Monday, November 17, 2008

First I would like to admit that, yes, I was thinking about this class while at a bar. I am that nerdy. Moving on.

While I was out this weekend at a bar with music playing, someone among my party inquired what the song was. Another of the party then brought out his iphone, held it above his head, looked at it, and informed everyone it was Suchandsuch by the Soandsos. I seen this technology advertised but never seen it in action or given it much thought.

In light of our recent reading of Hewett, I did give it much thought. At first it seemed this phenomenon was directly related to the formal aspects he talks about on page 15: a specific song could not be identified as separate from others if songs themselves had not, at some point, been given mobile identities. I do think this fact is only partially true.

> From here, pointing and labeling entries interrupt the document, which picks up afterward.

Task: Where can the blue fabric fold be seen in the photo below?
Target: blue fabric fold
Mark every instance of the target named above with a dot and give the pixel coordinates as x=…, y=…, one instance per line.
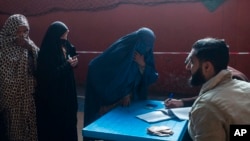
x=114, y=74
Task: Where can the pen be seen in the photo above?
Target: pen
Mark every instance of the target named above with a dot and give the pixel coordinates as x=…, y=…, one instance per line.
x=170, y=96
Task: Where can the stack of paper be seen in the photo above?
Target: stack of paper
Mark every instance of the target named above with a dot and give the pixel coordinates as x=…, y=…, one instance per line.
x=164, y=114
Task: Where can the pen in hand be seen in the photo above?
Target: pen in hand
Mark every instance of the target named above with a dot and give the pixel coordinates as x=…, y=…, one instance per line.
x=170, y=97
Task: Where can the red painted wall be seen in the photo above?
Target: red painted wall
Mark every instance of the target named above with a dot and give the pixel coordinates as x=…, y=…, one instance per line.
x=176, y=25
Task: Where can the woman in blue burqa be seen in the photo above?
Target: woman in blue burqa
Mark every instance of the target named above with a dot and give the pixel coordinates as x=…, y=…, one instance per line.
x=122, y=73
x=56, y=97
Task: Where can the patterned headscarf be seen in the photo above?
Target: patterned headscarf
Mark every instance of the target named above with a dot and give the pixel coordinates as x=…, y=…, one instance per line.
x=17, y=84
x=8, y=32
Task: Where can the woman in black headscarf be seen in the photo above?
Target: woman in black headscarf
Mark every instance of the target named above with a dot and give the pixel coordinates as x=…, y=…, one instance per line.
x=123, y=72
x=56, y=92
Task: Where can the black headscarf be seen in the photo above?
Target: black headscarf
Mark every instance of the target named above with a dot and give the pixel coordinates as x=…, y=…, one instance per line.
x=51, y=54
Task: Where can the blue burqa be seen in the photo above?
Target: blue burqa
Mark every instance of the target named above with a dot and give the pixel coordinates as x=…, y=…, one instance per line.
x=114, y=74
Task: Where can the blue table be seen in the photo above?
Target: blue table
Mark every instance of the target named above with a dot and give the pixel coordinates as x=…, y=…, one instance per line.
x=121, y=124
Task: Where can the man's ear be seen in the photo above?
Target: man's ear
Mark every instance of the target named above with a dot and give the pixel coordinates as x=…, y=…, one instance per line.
x=208, y=69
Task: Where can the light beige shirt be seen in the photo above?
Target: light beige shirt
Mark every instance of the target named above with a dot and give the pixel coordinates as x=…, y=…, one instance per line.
x=222, y=101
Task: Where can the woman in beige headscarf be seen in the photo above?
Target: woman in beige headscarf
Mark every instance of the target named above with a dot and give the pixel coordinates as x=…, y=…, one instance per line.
x=18, y=56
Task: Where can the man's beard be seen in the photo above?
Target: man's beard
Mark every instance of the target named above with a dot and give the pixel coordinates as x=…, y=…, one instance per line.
x=197, y=79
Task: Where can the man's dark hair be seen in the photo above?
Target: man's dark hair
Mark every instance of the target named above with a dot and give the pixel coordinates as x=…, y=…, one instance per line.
x=214, y=50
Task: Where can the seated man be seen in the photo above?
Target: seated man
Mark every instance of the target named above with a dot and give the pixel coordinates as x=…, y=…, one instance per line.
x=222, y=101
x=185, y=102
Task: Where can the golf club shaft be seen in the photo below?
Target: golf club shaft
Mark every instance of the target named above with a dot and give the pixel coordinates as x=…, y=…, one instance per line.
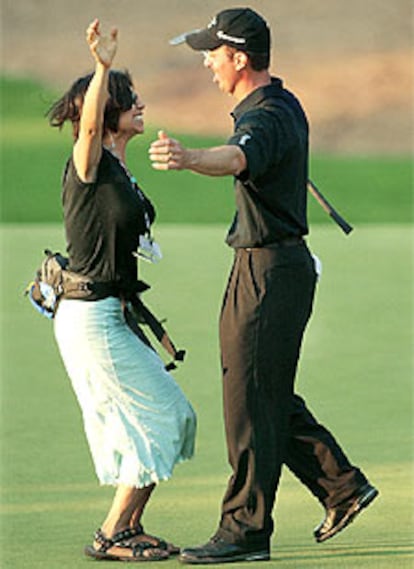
x=344, y=225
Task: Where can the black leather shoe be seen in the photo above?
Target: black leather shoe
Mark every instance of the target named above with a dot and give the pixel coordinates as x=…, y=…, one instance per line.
x=219, y=551
x=341, y=516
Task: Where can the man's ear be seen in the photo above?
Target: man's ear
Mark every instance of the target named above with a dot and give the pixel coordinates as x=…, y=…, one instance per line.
x=241, y=59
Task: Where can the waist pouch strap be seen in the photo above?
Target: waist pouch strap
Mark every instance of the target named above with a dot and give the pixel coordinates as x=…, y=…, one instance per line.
x=76, y=286
x=143, y=314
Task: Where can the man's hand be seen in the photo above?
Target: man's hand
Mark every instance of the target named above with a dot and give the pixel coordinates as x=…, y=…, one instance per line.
x=103, y=48
x=167, y=153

But there are also very immobile factors here, which causes me to wonder if music in this case is being treated more as it used to be, as a singular, though replayable, event. As I sat there, fascinated, I began to wonder what factors of the sound the technology is picking up. Is it pitch, key, melody, timbre, rhythm, what? What would happen if we transcribe it? Speed it up? If it is another voice singing? Use a live version? I suspected, and still suspect, any of these changes would cause the technology to consider the sound a different song.

I did some research on the internet and found the iphone utilizes a technology called Shazam to read the sound's acoustic fingerprint, which is apparently the end result of the code that digitally stores the sound. There is some leeway in matching acoustic fingerprints, accounting for differences in the file storage and audio quality, but it is based off a master recording. Therefore, the technology would not be able to identify two people singing the same Schubert song, for instance, as the same, or I suppose anything live at all.

So here, a piece of music becomes one unchangeable event. It is certainly different from the days when music and function were inherently tied, but I see similarities; and I certainly see differences from the idea of complete mobility within the same musical identity.

Lest this post turn into a dissertation, I will end it, but I leave you with the next step: What does this idea do for the concept of authenticity?